- Born: 1987 (age 38–39) Hinton, Alberta, Canada
- Origin: Edmonton, Alberta, Canada
- Genre: Power pop
- Years active: 2006–present
- Label: Pop Echo
- Website: myspace.com/killbertson

= Tim Gilbertson =

Canadian power pop singer-songwriter

Tim Gilbertson (born 1987) is a Canadian power pop singer-songwriter. He plays guitar, bass guitar, and piano. His musical influences include The Weakerthans and Modest Mouse.

== Biography ==
Gilbertson was born in Hinton, later living in Edmonton, Alberta, Gilbertson comes from a musical family, with mother playing piano and father playing guitar. Tim Gilbertson is the youngest of the children, and the only one not to have received formal music training. One brother, Eric, is a drummer and the other, David, is a rhythm guitarist. His sister is a music teacher.

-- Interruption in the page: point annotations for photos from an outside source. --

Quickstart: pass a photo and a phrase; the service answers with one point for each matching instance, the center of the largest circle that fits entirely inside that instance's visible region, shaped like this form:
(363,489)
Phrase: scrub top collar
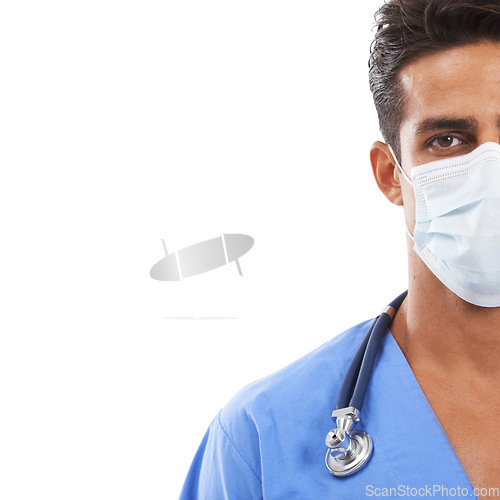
(414,427)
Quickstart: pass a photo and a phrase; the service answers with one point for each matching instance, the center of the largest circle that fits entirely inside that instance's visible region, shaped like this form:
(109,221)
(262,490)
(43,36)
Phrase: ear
(386,172)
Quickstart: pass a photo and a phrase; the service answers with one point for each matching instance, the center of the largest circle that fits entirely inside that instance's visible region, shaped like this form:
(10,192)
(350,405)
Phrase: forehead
(462,81)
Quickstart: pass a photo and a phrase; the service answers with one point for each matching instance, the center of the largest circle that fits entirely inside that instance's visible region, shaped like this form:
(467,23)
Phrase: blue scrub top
(268,442)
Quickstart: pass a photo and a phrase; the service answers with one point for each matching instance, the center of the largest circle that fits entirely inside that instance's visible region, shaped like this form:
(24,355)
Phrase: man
(433,398)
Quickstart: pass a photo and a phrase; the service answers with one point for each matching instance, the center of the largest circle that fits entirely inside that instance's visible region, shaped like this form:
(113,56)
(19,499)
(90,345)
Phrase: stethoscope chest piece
(348,450)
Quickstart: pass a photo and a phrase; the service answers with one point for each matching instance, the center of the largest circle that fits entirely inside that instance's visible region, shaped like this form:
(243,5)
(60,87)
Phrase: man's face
(452,107)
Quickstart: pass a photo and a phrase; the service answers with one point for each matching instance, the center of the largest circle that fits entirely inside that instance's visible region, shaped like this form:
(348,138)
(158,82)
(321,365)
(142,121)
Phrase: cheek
(409,206)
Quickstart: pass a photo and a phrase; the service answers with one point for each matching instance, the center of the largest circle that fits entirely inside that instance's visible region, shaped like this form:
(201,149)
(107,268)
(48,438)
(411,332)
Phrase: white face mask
(457,222)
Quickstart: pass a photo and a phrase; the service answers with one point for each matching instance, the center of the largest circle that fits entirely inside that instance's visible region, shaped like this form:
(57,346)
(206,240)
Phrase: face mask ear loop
(407,178)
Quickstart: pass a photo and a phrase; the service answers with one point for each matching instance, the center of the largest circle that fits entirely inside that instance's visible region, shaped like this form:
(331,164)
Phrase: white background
(123,123)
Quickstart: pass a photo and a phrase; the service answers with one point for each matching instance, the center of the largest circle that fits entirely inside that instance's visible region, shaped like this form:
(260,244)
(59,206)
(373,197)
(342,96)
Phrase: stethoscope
(348,450)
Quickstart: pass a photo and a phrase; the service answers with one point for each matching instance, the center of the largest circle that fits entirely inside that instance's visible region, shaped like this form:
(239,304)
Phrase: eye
(446,141)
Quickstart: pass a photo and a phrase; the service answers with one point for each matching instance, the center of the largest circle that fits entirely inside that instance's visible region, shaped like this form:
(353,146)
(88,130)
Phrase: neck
(438,331)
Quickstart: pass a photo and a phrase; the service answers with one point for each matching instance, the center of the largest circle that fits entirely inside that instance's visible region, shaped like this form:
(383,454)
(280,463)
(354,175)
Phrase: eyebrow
(438,123)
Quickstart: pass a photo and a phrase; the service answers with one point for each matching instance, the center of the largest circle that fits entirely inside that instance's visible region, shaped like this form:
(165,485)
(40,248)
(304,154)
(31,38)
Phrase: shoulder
(296,398)
(328,361)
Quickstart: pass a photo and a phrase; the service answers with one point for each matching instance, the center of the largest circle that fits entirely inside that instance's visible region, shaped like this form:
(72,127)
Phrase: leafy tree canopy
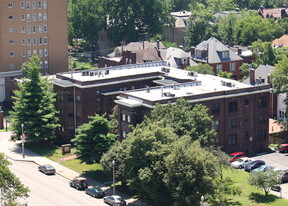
(11,189)
(34,105)
(93,139)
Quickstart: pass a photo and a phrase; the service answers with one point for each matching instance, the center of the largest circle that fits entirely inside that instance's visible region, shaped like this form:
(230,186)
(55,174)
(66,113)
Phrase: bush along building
(240,110)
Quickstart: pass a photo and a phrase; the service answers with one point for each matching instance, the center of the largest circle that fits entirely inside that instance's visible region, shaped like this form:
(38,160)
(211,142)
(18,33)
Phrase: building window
(45,16)
(262,102)
(232,123)
(34,17)
(232,139)
(233,106)
(262,134)
(28,18)
(215,108)
(219,68)
(123,134)
(233,67)
(215,125)
(40,4)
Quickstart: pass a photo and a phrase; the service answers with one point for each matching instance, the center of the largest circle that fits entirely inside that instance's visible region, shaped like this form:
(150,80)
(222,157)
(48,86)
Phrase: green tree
(186,120)
(263,52)
(34,105)
(93,139)
(11,189)
(149,144)
(201,68)
(225,74)
(264,180)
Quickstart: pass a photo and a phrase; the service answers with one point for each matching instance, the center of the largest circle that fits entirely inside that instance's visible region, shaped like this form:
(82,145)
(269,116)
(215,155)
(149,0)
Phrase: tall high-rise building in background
(28,27)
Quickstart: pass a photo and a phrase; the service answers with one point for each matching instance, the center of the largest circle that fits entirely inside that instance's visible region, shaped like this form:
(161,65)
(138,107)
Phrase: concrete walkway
(14,152)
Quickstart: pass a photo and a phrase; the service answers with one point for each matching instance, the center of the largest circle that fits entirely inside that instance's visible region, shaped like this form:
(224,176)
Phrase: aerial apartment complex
(240,111)
(31,27)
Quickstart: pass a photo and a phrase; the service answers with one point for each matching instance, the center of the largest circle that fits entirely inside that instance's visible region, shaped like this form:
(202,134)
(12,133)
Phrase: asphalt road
(51,190)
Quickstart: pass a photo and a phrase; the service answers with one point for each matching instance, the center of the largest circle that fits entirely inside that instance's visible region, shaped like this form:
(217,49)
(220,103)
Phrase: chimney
(239,51)
(192,51)
(252,76)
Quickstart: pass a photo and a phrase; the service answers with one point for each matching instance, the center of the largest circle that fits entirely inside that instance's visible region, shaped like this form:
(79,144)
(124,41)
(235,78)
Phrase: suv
(283,148)
(80,183)
(254,164)
(235,156)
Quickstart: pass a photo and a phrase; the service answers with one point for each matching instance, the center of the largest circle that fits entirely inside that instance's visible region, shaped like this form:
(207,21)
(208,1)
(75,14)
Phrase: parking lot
(278,160)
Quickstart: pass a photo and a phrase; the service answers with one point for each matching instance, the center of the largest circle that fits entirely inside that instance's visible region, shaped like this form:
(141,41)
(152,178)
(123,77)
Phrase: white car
(240,163)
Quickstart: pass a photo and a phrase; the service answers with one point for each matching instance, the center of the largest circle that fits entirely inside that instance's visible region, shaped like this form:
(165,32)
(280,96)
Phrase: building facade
(31,27)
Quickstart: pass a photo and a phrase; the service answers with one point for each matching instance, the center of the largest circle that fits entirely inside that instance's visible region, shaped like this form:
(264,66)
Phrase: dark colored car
(283,148)
(80,183)
(235,156)
(47,169)
(254,164)
(95,192)
(115,200)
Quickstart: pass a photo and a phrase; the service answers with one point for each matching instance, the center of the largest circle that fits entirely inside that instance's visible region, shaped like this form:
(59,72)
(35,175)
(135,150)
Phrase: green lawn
(251,196)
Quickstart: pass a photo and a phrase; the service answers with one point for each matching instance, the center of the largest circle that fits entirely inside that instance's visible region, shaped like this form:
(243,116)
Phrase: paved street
(47,190)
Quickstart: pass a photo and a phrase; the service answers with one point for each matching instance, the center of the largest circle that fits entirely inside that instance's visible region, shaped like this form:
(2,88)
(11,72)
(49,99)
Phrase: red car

Gilbertson earned a Master's degree in Geology and Geophysics from the University of Alberta, and runs a media production company Paper Tiger Media

== Debut ==
The debut Tim Gilbertson was released on Pop Echo Records in 2007. Produced and engineered by Andrew Shaw, the album was recorded in Burnaby, British Columbia, in July–August 2006. Gilbertson's brother Eric played drums for the album.

The critical reception was generally positive, with Exclaim! saying, "There’s joyfulness to his songs, from their nice, crunchy guitars to the unforced vocals, and despite a couple of weaker moments, this is an incredibly accomplished piece of work." Vue Weekly wrote, "The album is both melancholy and catchy". The Edmonton Journals critic called the track "Palm Trees and Postcards" one of her top five favourite songs of 2007.

=== Track listing ===
All songs were written by Tim Gilbertson.
1. "Palm Trees & Postcards"
2. "Hot Damn!"
3. "Analogue"
4. "Get Going"
5. "Bike Ride"
6. "Wasting Air"
7. "Long Walk"
8. "Sick to the Stomach"
9. "Kissin' Cousins"
10. "Counting Stars"
11. "All Our Guns"

== Palisades ==
His second album, Palisades, was released on Pop Echo in 2010. It was recorded in Edmonton. The lead single is "Chipped Teeth".